Do a test, take your R5 use a lens without IS and IBIS turned on for few days and let's see if you gonna have the same opinion. Especially if you are shoting mostly handheld in the move.
Afoy you do it you will notice how much ibis and is helps even up to1/400 of a sec. Depending on the lens.
I regularly use the original R as a second camera and the photos it takes are sharp as sharp can be. I shot a nonstop 3-day music festival on the R5 and lent the R to my second shooter, who was shooting with a pro camera for the first time. Comparing the files from the R5 with IBIS to the R's with no IBIS, there is no difference in terms of sharpness (resolution is obviously a different story). And I guarantee that any photo that would have been shot below 1/400th would have been blurry because of motion in front of the lens - not behind it.
IBIS is not a useless feature, but it's absolutely trivial for me personally. In the 73,000 photos I took last year, it only made a lick of difference on the two shoots I previously mentioned.

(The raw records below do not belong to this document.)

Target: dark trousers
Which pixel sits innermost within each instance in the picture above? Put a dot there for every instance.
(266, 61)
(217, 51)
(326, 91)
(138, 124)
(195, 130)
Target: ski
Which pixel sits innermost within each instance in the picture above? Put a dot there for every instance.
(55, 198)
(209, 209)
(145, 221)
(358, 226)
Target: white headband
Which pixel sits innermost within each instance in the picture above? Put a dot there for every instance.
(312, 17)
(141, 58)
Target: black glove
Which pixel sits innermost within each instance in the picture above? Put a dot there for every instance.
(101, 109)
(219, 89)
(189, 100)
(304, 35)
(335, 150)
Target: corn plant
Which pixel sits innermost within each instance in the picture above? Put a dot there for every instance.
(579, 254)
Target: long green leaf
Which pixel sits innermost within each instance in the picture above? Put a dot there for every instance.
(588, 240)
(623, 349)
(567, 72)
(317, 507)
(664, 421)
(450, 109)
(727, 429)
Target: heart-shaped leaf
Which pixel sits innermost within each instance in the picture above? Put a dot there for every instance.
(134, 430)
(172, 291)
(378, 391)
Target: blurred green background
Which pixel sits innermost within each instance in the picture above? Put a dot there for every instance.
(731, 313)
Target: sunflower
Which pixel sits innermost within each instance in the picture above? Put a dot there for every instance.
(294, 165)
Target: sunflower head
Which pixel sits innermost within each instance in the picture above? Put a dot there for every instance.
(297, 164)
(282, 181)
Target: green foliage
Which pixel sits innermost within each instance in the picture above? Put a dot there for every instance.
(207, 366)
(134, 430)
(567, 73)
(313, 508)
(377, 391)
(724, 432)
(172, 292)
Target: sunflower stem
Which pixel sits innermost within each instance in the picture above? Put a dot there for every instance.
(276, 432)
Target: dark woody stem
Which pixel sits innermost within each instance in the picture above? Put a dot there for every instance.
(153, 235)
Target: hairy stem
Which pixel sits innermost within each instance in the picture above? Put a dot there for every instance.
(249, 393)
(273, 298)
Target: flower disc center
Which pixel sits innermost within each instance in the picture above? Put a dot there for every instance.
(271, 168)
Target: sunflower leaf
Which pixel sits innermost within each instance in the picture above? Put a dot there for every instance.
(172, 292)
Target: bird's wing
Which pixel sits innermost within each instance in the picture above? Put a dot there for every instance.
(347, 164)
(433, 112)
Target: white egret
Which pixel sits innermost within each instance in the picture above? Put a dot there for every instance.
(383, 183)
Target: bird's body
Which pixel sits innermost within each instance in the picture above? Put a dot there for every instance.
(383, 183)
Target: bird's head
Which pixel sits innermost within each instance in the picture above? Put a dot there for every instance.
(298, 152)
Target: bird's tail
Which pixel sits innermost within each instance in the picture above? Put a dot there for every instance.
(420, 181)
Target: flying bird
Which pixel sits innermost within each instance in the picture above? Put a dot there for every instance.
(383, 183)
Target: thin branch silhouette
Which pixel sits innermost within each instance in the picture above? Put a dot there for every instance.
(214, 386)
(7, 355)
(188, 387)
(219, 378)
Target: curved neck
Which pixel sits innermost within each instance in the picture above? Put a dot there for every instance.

This is a bit of a sidebar however. The point to take away is that a hybrid is, by definition, neither fully one thing or the other. If you put orange juice and apple juice in a cup you're not getting 100% of either. You're getting a ratio between the two. There will be compromises, and if it wasn't IBIS it would have been something else. Look at any hybrid anything on the market and you'll find this to be true.
I think the bottom line is that if you don't want a compromise camera, you don't want a hybrid camera. There's plenty lacking on the cinema side too, if I want to hold it to pure cinema camera standards. But I don't, because there is zero expectation for this camera to be a fully fledged cinema camera.
What the R5C is is a remarkable hybrid. It appears that many people here don't want a hybrid despite saying they do.